I don't have enough energy to go into too much more detail, but obvious categories of things to try are (there's some overlap):
1. Increase GCH1 expression
2. Prevent inhibition of GCH1 expression
3. Decrease loss (degradation) of the enzyme (GTPCH1)
4. Decrease loss (oxidation) of BH4
5. Increase BH4
I think losartan might hold some promise to increase BH4 based on this study (and others not directly related to BH4):
Angiotensin II type 1 receptor blocker ameliorates uncoupled endothelial nitric oxide synthase in rats with experimental diabetic nephropathy
In theory, direct BH4 supplementation would seem to have some significant potential problems, but
@Mimi has apparently had some success in that regard. (I'm curious if it's still working for her?)

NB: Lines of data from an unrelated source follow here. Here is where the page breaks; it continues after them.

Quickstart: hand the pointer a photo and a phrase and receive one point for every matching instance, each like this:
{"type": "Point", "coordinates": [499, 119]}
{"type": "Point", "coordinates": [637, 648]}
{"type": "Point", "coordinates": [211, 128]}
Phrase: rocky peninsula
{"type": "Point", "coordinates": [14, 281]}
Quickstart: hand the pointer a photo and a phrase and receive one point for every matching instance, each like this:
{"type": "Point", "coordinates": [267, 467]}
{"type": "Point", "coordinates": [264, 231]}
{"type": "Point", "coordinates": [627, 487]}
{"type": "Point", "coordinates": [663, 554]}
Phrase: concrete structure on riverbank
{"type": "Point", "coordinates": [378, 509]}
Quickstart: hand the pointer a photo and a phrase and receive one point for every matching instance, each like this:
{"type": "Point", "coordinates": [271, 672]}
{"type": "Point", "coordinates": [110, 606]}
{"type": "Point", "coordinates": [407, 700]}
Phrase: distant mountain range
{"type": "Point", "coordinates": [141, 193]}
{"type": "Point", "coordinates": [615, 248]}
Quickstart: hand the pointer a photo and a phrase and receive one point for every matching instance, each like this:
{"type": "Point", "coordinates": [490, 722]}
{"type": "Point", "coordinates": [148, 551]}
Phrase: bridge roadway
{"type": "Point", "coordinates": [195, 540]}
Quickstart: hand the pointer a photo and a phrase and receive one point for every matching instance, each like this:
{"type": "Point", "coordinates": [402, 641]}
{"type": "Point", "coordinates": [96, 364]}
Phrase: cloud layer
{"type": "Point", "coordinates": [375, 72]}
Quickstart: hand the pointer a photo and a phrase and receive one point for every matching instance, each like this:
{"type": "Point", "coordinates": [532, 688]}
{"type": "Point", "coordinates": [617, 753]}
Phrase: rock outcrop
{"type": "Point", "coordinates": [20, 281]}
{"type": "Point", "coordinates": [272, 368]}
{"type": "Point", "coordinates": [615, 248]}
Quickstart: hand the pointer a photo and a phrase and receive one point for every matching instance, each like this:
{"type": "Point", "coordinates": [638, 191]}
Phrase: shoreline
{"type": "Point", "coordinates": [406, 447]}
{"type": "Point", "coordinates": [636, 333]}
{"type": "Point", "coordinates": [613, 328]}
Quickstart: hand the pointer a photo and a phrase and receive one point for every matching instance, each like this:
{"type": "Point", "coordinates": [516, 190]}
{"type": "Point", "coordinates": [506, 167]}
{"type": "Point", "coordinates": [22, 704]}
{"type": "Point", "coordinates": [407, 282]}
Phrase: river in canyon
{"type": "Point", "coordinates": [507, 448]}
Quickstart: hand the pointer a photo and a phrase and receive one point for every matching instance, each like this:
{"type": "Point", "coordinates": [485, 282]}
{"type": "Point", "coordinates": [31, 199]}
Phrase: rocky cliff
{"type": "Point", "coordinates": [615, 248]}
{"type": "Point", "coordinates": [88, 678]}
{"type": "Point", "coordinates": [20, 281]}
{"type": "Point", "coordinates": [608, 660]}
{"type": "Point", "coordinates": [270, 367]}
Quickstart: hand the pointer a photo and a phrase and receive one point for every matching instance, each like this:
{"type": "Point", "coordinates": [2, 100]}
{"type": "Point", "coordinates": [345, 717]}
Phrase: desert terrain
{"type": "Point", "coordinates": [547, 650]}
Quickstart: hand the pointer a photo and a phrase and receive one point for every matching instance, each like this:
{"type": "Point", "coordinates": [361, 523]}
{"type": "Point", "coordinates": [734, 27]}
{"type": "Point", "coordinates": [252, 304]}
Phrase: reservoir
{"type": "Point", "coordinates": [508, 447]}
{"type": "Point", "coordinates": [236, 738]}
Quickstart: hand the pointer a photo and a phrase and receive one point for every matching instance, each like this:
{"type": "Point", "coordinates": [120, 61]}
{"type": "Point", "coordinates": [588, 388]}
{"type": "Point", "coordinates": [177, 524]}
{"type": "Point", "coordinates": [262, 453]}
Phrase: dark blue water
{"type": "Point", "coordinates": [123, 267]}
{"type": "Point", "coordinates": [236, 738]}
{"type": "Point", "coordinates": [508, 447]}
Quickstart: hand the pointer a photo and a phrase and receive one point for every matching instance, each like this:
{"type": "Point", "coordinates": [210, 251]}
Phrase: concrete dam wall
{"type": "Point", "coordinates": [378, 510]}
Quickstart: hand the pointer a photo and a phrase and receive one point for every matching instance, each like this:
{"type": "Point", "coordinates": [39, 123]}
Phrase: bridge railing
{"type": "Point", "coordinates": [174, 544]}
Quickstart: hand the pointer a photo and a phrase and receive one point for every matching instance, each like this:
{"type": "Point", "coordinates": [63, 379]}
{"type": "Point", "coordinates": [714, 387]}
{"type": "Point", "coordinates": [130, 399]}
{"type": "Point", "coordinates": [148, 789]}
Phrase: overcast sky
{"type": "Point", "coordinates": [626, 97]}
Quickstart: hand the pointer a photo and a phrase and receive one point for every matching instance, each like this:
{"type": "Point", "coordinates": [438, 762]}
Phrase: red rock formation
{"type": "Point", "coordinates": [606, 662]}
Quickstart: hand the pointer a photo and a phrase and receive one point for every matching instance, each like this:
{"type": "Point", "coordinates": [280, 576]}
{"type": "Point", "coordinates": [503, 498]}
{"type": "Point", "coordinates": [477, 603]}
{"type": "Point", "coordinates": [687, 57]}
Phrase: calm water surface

The problem is that it turns out that the
ratio of BH4 to its oxidized form, BH2, is just as important as the absolute amount of BH4, in terms of keeping NOS coupled. And keeping a high BH4:BH2 ratio while supplementing BH4 would seem very tricky given how much oxidative stress is present in ME/CFS. There may be a "Goldilocks" amount, though, that can work. Or alternatively, supplementing a very large amount of BH4 so that it can act as its own "built-in" antioxidant might be possible - except for cost.
A couple of years ago, I tried the "homeopathic" 2.5mg BH4 capsules that are available. I seemingly had a positive response to the very first capsule, but then nothing after that, even trying up to as much as ten capsules at once. Perhaps I was running into the BH4:BH2 ratio problem, and needed to try either less than 2.5mg (seems a bit unlikely), or a lot more than 25mg.
On the other hand, BH4 is extremely easily oxidized when not in the stabilized (patented) Kuvan tablet form. And I'm suspicious that some of the suppliers are simply crushing the tablets to make smaller doses, and they may not be taking great enough care to protect against oxygen. So I might give direct supplementation another try with the actual Kuvan tablets at some point.
As far as trying to prevent loss of BH4 already present, that's going to be partly about decreasing overall oxidative stress, e.g., with antioxidants. Methylfolate in theory should be especially helpful, but too much might contribute to hypermethylation of the promoter region of GCH1 and shut down its expression, especially when used with large amounts of vitamin B12.